Examples of the application of probability theory and mathematical statistics... Let's consider a few examples when probabilistic-statistical models are a good tool for solving managerial, production, economic, and national economic problems. So, for example, in the novel by A.N. Tolstoy's "Walking through the agony" (v. 1) says: "The workshop gives twenty-three percent of the marriage, and you stick to this figure," Strukov said to Ivan Ilyich. "

The question arises how to understand these words in the conversation of factory managers, since one unit of production cannot be 23% defective. It can be either good or defective. Probably, Strukov meant that a batch of large volume contains approximately 23% of defective items. Then the question arises, what does "about" mean? Let 30 out of 100 tested units of production turn out to be defective, or out of 1,000-300, or out of 100,000-30,000, etc., should Strukov be accused of lying?

Or another example. The coin to be used as a lot must be "symmetrical", i.e. when throwing it, on average, in half of the cases, the coat of arms should fall out, and in half of the cases - the lattice (tails, number). But what does "average" mean? If you carry out many series of 10 tosses in each series, then you will often encounter series in which the coin drops 4 times with the emblem. For a symmetrical coin, this will occur in 20.5% of the series. And if there are 40,000 coats of arms per 100,000 tosses, can the coin be considered symmetrical? Procedure decision making is based on the theory of probability and mathematical statistics.

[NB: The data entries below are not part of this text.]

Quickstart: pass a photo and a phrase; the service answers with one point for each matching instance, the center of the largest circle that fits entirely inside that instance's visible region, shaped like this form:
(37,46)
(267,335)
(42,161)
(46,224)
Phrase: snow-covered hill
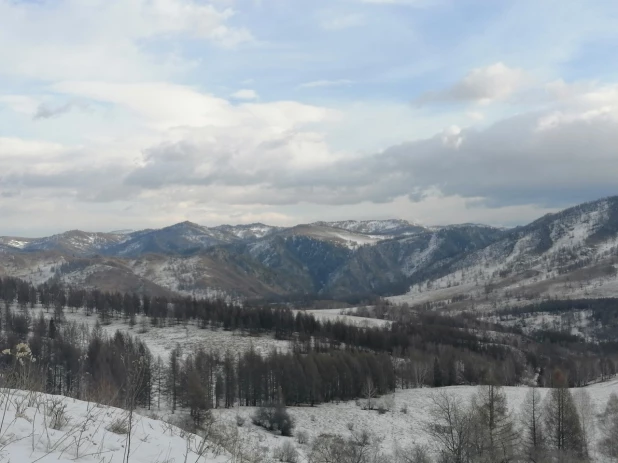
(45,428)
(571,254)
(392,227)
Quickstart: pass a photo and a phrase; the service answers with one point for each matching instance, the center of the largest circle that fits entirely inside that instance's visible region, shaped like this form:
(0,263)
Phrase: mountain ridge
(341,259)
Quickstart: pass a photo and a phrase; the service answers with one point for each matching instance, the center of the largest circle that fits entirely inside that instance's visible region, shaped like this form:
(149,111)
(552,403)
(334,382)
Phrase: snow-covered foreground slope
(34,431)
(400,428)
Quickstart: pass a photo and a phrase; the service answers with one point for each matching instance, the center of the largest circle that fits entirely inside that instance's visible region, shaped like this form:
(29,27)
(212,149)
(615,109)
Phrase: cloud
(481,85)
(343,22)
(416,3)
(114,40)
(48,111)
(245,94)
(326,83)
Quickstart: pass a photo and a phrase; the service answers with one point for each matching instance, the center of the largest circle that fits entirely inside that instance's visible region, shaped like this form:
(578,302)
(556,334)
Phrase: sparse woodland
(328,362)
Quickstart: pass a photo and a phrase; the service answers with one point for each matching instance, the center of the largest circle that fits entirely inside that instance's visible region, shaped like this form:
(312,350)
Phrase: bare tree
(369,393)
(609,428)
(532,423)
(450,428)
(562,424)
(587,416)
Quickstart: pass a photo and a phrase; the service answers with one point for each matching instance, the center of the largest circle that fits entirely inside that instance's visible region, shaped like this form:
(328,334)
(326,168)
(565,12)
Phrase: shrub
(56,410)
(286,453)
(274,417)
(119,426)
(302,437)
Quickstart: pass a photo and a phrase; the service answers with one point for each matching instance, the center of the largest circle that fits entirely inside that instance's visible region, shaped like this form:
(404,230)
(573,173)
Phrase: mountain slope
(572,253)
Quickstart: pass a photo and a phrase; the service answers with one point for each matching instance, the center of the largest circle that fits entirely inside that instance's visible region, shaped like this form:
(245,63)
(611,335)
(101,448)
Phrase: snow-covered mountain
(573,253)
(392,227)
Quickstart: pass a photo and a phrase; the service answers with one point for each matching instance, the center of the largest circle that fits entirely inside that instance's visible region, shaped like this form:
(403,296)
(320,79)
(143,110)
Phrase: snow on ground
(396,428)
(340,315)
(86,435)
(189,337)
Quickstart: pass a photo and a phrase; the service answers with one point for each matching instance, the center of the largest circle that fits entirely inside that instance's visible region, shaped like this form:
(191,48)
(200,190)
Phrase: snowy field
(33,431)
(403,426)
(340,314)
(88,432)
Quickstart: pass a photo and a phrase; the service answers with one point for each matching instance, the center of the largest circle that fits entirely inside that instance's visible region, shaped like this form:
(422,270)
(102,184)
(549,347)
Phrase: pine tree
(532,422)
(495,430)
(609,428)
(562,424)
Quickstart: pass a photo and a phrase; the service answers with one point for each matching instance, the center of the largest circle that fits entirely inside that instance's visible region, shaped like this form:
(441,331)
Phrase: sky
(130,114)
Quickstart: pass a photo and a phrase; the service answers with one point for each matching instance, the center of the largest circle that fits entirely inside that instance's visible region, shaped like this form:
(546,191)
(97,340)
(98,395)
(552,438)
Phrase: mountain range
(567,253)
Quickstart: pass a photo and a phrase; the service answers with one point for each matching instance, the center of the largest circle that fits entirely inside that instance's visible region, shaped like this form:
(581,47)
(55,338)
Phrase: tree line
(430,349)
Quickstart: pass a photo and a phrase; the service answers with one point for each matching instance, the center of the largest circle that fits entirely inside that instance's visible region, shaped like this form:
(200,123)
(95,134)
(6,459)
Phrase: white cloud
(475,115)
(343,22)
(245,94)
(326,83)
(22,104)
(481,85)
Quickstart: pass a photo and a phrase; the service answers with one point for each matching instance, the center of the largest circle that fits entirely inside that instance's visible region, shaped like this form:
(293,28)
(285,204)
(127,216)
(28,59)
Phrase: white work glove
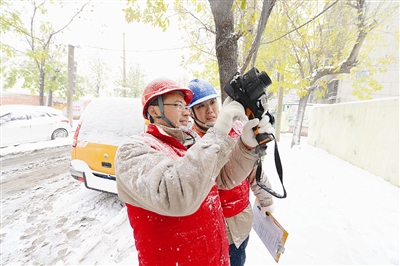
(248,137)
(270,209)
(230,112)
(264,126)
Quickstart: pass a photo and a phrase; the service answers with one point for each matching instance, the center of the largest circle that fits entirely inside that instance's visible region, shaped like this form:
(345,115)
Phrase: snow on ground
(335,213)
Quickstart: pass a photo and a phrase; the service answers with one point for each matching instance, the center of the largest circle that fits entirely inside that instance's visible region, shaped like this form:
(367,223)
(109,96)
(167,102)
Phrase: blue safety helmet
(202,91)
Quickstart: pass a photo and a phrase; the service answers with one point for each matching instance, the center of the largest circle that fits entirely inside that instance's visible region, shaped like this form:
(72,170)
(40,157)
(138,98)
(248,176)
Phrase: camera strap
(279,170)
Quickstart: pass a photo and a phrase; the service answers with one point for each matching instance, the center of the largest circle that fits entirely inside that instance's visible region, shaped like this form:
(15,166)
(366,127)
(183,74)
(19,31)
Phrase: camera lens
(265,79)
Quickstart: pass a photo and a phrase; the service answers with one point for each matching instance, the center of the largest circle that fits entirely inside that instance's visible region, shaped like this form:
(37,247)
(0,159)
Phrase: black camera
(250,91)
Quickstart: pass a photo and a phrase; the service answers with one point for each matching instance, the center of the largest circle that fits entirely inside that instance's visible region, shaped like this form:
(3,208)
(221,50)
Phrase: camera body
(250,91)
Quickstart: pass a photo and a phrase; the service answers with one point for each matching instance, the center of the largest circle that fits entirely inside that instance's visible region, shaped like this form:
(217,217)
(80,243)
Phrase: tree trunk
(225,41)
(41,85)
(50,98)
(299,119)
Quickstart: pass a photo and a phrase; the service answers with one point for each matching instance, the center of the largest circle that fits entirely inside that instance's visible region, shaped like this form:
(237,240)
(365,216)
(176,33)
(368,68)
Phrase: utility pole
(124,64)
(279,109)
(70,87)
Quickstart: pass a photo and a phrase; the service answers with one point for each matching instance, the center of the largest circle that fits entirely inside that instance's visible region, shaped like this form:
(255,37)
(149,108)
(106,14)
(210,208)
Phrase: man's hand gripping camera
(249,90)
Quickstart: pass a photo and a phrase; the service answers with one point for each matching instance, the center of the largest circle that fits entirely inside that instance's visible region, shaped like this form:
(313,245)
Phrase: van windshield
(111,120)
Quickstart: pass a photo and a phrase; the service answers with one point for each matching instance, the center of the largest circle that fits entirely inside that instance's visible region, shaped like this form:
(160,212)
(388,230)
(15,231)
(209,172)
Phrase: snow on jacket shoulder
(171,185)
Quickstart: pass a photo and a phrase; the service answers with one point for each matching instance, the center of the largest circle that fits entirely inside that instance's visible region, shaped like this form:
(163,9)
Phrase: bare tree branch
(304,23)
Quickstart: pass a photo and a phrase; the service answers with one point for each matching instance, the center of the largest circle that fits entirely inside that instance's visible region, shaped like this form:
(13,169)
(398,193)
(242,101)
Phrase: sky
(98,33)
(335,214)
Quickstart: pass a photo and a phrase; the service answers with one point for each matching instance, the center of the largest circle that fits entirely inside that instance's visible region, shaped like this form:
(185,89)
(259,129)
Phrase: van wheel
(59,133)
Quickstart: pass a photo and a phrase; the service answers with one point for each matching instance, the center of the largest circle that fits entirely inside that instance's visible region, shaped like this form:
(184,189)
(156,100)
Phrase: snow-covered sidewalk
(335,213)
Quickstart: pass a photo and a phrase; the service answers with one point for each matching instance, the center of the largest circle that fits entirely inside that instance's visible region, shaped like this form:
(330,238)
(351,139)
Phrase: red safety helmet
(160,87)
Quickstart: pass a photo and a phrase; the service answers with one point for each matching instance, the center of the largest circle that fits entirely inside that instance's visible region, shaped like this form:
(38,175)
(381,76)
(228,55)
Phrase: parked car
(28,123)
(105,124)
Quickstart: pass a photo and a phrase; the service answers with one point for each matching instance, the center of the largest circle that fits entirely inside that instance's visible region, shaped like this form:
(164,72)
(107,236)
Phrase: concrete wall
(365,134)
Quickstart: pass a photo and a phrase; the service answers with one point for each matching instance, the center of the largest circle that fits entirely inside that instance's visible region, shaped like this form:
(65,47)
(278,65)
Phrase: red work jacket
(196,239)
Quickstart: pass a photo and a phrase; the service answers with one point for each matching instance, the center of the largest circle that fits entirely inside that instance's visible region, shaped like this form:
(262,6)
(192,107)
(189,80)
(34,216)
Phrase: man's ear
(152,111)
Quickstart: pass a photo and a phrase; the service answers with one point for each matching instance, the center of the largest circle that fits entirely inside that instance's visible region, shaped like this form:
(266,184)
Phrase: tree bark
(226,46)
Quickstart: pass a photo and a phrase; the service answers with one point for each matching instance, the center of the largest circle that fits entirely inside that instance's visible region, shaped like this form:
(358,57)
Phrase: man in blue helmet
(235,202)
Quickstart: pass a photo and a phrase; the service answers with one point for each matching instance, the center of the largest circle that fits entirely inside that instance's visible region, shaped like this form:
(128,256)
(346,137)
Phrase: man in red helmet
(171,191)
(235,202)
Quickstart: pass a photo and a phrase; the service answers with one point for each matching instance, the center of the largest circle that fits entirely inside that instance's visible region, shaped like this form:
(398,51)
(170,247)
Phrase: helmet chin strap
(198,122)
(161,105)
(182,128)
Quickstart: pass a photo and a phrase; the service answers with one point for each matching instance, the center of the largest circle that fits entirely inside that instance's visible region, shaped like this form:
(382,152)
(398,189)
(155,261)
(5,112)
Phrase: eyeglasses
(179,106)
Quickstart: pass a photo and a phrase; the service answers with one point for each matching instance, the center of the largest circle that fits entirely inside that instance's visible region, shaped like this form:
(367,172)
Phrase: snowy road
(335,213)
(49,218)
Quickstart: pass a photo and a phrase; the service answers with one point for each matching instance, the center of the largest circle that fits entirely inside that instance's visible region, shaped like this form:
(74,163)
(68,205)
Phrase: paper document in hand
(271,233)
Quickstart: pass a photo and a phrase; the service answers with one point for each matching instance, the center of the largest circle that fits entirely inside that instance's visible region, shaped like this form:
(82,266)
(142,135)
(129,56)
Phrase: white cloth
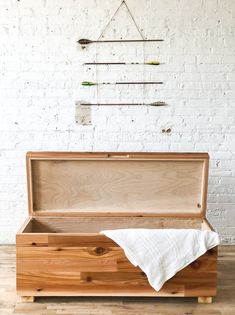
(161,253)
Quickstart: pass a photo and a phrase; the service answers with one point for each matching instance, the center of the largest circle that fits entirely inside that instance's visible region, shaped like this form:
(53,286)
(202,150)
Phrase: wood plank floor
(224,303)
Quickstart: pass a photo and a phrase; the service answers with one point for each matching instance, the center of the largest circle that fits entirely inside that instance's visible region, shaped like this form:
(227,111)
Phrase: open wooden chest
(72,196)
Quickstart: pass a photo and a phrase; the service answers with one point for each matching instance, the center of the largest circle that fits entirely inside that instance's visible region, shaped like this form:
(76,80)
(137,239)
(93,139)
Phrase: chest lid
(136,184)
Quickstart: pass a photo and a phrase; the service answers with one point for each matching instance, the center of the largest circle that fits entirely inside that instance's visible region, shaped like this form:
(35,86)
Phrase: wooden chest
(72,196)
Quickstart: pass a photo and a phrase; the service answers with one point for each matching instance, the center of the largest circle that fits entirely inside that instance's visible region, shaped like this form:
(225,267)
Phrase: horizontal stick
(88,83)
(84,41)
(159,103)
(151,63)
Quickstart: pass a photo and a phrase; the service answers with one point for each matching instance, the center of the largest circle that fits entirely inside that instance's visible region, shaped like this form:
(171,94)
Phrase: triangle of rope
(131,15)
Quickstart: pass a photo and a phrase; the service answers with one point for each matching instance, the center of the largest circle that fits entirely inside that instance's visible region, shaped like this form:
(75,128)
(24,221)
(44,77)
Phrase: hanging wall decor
(89,83)
(85,41)
(124,104)
(150,63)
(83,109)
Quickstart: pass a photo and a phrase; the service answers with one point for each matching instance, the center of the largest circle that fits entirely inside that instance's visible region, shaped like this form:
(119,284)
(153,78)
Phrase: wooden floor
(224,303)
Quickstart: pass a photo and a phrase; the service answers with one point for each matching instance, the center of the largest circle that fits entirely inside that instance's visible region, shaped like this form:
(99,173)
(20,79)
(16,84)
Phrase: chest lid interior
(109,184)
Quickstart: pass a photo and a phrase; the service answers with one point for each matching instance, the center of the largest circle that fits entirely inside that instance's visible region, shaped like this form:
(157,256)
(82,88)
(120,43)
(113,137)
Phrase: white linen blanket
(161,253)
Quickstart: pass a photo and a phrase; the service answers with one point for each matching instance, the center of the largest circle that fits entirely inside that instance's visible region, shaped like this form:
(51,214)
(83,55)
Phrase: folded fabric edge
(173,272)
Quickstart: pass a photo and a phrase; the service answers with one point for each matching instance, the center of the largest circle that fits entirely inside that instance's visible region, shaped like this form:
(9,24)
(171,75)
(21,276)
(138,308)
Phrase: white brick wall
(40,75)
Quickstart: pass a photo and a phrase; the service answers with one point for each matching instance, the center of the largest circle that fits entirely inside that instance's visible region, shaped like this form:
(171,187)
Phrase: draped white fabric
(161,253)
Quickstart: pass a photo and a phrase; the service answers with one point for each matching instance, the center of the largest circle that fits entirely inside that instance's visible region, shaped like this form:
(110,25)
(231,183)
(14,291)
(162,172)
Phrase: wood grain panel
(96,224)
(141,186)
(43,270)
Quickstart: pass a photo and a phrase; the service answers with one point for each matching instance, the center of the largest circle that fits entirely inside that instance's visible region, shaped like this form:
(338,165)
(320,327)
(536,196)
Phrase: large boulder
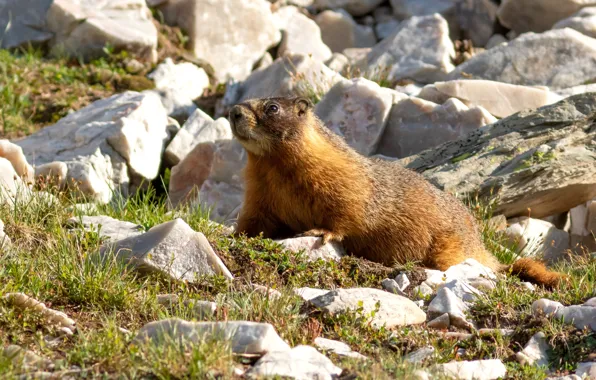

The example in question may not seem serious enough. However, it is not. The drawing of lots is widely used in the organization of industrial technical and economic experiments, for example, when processing the results of measuring the quality indicator (friction moment) of bearings depending on various technological factors (the influence of a conservation environment, methods of preparing bearings before measurement, the effect of bearing load during measurement, etc.). NS.). Let's say it is necessary to compare the quality of bearings depending on the results of their storage in different conservation oils, i.e. in composition oils and. When planning such an experiment, the question arises of which bearings should be placed in the oil of the composition, and which ones in the oil of the composition, but in such a way as to avoid subjectivity and ensure the objectivity of the decision.

The answer to this question can be obtained by drawing lots. A similar example can be given with quality control of any product. To decide whether a controlled batch of products meets the established requirements or not, a sample is taken. Based on the results of sampling, a conclusion is made about the entire batch. In this case, it is very important to avoid subjectivity in the selection of the sample, i.e. it is necessary that each item in the controlled lot has the same probability of being selected in the sample. In production conditions, the selection of units of production in the sample is usually carried out not by lot, but by special tables of random numbers or with the help of computer random number sensors.

Similar problems of ensuring the objectivity of comparison arise when comparing different schemes. organization of production, remuneration, during tenders and competitions, selection of candidates for vacant positions, etc. Draws or similar procedures are needed everywhere. Let us explain by the example of identifying the strongest and second strongest teams when organizing a tournament according to the Olympic system (the loser is eliminated). Let the stronger team always win the weaker one. It is clear that the strongest team will definitely become the champion. The second strongest team will reach the final if and only if it has no games with the future champion before the final. If such a game is planned, then the second-strongest team will not make it to the final. Anyone planning a tournament can either “knock out” the second-strongest team from the tournament ahead of schedule, bringing it together in the first meeting with the leader, or secure it the second place, ensuring meetings with weaker teams until the final. To avoid subjectivity, draw lots. For an 8-team tournament, the probability that the two strongest teams will meet in the final is 4/7. Accordingly, with a probability of 3/7, the second-strongest team will leave the tournament ahead of schedule.

Any measurement of product units (using a caliper, micrometer, ammeter, etc.) has errors. To find out whether there are systematic errors, it is necessary to make multiple measurements of a unit of production, the characteristics of which are known (for example, a standard sample). It should be remembered that in addition to the systematic, there is also a random error.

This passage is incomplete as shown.